The announcement was written by Egyptian Salafist Jalaluddin Abu al Fotouh, who claimed France’s motive for their intervention was to prevent the spread of Shariah law.

In responding to Ansar al-Shariah’s call for jihad, Center for Security Policy Senior Fellow Clare Lopez said the French government needs to be concerned about a new wave of terrorist attacks on French soil in response to their assistance to the government in Mali.

Lopez said the Algerian gas-plant attack and Western intervention in Mali have only emboldened jihadists.

“I am concerned this is just the beginning for jihadist forces in Africa,” Lopez said.

“U.S. and NATO intervention in the Libyan revolt on the side of al-Qaida and also U. S. support for the rise of the Muslim Brotherhood to power in Tunisia and Egypt, tore the lid off the situation across the region,” Lopez said.

Lopez says that news of AQIM’s call for more attacks and Fotouh’s call for jihad should come as no surprise. However Lopez believes the call for more attacks has a very focused purpose.

“They are determined to achieve the blind sheikh’s release, which I do not think is completely out of the question for this administration of ours,” Lopez said referring to Sheikh Omar Abdel Rahman.

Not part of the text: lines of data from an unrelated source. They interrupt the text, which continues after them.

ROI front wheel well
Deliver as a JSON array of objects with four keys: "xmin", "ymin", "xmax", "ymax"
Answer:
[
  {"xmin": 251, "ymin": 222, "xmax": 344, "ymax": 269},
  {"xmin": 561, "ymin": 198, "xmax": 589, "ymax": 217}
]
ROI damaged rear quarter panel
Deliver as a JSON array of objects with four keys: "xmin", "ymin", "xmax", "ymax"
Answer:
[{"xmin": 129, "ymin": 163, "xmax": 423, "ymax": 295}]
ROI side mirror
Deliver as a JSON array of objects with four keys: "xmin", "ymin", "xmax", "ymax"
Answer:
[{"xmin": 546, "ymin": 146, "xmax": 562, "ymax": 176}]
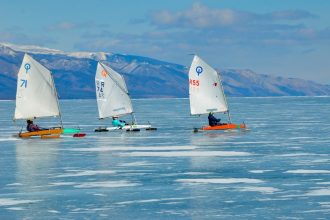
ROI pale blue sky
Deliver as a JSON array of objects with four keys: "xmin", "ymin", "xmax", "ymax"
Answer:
[{"xmin": 1, "ymin": 0, "xmax": 330, "ymax": 83}]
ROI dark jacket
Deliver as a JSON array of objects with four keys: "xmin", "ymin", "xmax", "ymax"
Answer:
[
  {"xmin": 208, "ymin": 114, "xmax": 220, "ymax": 126},
  {"xmin": 27, "ymin": 123, "xmax": 40, "ymax": 132}
]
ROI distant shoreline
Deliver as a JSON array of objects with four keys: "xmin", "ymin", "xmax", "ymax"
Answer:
[{"xmin": 1, "ymin": 95, "xmax": 330, "ymax": 102}]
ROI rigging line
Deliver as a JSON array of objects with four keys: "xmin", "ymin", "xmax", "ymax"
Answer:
[
  {"xmin": 99, "ymin": 62, "xmax": 130, "ymax": 96},
  {"xmin": 51, "ymin": 72, "xmax": 63, "ymax": 128},
  {"xmin": 217, "ymin": 71, "xmax": 232, "ymax": 123},
  {"xmin": 27, "ymin": 54, "xmax": 55, "ymax": 90}
]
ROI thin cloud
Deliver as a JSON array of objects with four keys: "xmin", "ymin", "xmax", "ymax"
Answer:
[
  {"xmin": 73, "ymin": 2, "xmax": 328, "ymax": 66},
  {"xmin": 0, "ymin": 31, "xmax": 56, "ymax": 46},
  {"xmin": 74, "ymin": 38, "xmax": 122, "ymax": 52},
  {"xmin": 150, "ymin": 2, "xmax": 316, "ymax": 29},
  {"xmin": 128, "ymin": 18, "xmax": 146, "ymax": 25},
  {"xmin": 81, "ymin": 30, "xmax": 113, "ymax": 39},
  {"xmin": 269, "ymin": 10, "xmax": 316, "ymax": 20},
  {"xmin": 150, "ymin": 3, "xmax": 247, "ymax": 28},
  {"xmin": 143, "ymin": 2, "xmax": 326, "ymax": 49},
  {"xmin": 47, "ymin": 21, "xmax": 77, "ymax": 31},
  {"xmin": 46, "ymin": 21, "xmax": 110, "ymax": 31}
]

“The whole raid was specifically geared to obtaining the release of the blind sheikh, which I still think was the original al-Qaida-Muslim Brotherhood plan for last September 11,” Lopez said.

“Recall the permanent protest encampment outside the U. S. Embassy in Cairo and the interview Nicholas Kristof did with al-Zawahiri’s brother, and the online demands from the main groups until the YouTube video fell into their laps and changed their focus, if only temporarily,” Lopez said.

“However, the blind sheikh remains in a U.S. prison,” Lopez said.

Lopez added that the Amenas natural gas plant was chosen for its economic and political value.

“Think how many Westerners work at all the various isolated gas and oil plants scattered all over the North African desert,” Lopez said.

While the Amenas natural gas plant operation resulted in the deaths of the 29 terrorists involved, Rubin said al-Qaida believes the raid was a success.

“Even if their initial goal was to collect ransom and have a weeks-long hostage crisis to draw out the media, they became the top story internationally, and they crave publicity,” Rubin said.

“In addition, the terror leaders didn’t conduct the attack themselves: It’s always easy to claim success when someone else dies besides you,” Rubin said.

Lopez believes that while the raid and hostage situation didn’t achieve the blind sheikh’s release, it emboldened AQIM.

“So, while the Algerian operation was not successful in transporting many hostages away from the gas plant in order to hold them to ransom or trade for the blind sheikh, they certainly did capture global attention and focus it on their demands and their capabilities,” Lopez said.

“They showed the world their formidable training, pre-planning, and infiltration of the BP gas plant that preceded the operation, even though they didn’t achieve the release of the blind sheikh,” Lopez said.

A former CIA station chief who asked not to be identified for security reasons says that the terrorists achieved one major objective.

“Muslims believe if they try they are successful, whether their objective is achieved or not. It is the fact of trying that is important, not in actually succeeding,” the former station chief said.

“That (success) is up to Allah, however, it was hugely successful from the Muslim point of view,” the former station chief said.

The former station chief says that when evaluating any Islamic terrorist operation, whether it’s a natural gas plant or attempts to capture a whole nation, one major point needs to be remembered.

“The whole reason for the existence of Islam is to conquer the world. Al-Qaida and all of the other armed Islamic groups are simply the Ummah’s military,” the former station chief said.